It was bad enough that his 18-year-old son Brian suffers from a rare form of muscle cancer. But one day recently Jim Kautz looked at Brian as he was finishing a chemotherapy session and noticed the clumps of his son's hair that had just fallen out. There was something about this added indignity that really hit home. "It made me so sad, so sad," says Jim, 50, a detective and 26-year veteran of the Westminster (Colo.) police department. "The next day I didn't get much done at work because I was thinking about it." Rather than tear his own hair out in frustration, though, Jim decided to do something better. He marched down to the local barbershop and had it all shaved off in solidarity with Brian.

Before anyone knew it, he wasn't the only one flashing a pate as shiny as his badge. As word of what Jim had done got around the Westminster station house, other officers volunteered to follow suit. On Aug. 25, 65 of the 142 male officers in the department gathered in their muster room to have their heads shaved. (Five other cops did their own trims.) They were joined by 10 local firefighters, a Denver policeman and even one female records clerk.

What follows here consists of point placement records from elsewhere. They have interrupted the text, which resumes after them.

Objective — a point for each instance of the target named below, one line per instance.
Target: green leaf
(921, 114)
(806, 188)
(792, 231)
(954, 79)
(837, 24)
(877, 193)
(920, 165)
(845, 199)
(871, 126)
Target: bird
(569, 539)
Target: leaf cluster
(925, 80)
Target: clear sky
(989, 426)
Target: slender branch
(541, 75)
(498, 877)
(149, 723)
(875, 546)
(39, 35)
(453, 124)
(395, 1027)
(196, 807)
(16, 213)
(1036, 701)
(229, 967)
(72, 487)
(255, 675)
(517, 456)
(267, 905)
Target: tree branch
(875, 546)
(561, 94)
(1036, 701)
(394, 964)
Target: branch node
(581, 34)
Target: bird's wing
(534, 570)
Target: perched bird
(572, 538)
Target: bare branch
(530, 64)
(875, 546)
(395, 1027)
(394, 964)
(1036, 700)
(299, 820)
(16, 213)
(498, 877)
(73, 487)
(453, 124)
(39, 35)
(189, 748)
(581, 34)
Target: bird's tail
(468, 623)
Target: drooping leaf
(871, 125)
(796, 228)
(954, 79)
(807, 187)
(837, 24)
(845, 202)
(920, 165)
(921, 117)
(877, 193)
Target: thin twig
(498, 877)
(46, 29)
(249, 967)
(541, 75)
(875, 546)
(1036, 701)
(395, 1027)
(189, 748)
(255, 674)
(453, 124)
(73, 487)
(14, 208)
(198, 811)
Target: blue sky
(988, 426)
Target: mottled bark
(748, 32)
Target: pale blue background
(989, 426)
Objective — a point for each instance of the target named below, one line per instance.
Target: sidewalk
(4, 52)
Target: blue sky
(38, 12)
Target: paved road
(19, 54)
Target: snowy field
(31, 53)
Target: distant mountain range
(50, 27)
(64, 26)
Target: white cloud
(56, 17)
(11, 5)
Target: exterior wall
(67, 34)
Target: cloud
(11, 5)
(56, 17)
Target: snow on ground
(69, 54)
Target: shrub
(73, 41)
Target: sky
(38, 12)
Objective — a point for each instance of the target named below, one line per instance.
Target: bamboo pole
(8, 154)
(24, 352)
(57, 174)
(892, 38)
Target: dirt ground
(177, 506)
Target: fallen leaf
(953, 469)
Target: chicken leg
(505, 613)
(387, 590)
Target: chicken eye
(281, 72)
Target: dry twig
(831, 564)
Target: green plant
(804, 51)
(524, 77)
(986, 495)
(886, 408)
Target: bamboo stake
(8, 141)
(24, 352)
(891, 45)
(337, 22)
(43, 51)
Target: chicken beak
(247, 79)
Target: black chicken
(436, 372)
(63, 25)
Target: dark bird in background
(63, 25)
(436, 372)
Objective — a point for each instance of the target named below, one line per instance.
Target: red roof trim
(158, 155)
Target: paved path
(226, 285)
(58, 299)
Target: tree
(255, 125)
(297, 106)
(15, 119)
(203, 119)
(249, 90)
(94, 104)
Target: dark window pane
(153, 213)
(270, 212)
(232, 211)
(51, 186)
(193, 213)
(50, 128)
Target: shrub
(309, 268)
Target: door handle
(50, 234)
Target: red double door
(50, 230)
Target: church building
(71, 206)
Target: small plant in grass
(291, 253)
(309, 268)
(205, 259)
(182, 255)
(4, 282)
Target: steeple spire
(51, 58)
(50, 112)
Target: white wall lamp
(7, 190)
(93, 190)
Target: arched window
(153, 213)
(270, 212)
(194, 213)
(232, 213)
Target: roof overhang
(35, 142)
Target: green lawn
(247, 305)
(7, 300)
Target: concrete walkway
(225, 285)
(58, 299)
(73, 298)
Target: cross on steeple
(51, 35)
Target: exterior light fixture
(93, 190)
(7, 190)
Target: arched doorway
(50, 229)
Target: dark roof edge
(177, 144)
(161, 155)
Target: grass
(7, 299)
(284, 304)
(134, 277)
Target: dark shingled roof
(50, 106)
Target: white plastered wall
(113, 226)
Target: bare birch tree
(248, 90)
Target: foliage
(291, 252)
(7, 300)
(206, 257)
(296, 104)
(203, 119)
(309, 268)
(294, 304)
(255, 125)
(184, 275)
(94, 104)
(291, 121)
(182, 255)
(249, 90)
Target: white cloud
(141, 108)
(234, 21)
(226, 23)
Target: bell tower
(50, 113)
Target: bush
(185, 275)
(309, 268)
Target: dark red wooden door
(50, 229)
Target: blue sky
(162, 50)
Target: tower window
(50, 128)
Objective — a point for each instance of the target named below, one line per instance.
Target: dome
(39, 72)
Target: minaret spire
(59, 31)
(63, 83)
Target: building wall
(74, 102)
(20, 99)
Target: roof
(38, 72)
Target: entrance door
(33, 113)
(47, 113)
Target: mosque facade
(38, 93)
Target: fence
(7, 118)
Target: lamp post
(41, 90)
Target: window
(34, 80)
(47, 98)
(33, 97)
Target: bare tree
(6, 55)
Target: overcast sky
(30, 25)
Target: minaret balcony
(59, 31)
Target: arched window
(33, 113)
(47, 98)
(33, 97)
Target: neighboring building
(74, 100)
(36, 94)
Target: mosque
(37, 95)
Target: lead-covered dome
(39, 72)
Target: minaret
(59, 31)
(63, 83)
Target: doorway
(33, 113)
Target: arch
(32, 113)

"Most of the guys around here have known Brian since he was a baby," explains Officer Steve Peterson, one of those who lost his locks for the cause. The show of support overwhelmed Brian, not to mention his mother, DeeDee, 43, a nurse, his father and his sister Brena, 16. "It's a neat thing for all these guys to do something like this for me," says Brian. "It makes it easier for me to walk around without my hat on."

Said his choked-up father, thanking those who participated in the event known as the Great Shave-Off: "I see a lot of ugly heads out there, but a lot of beautiful people."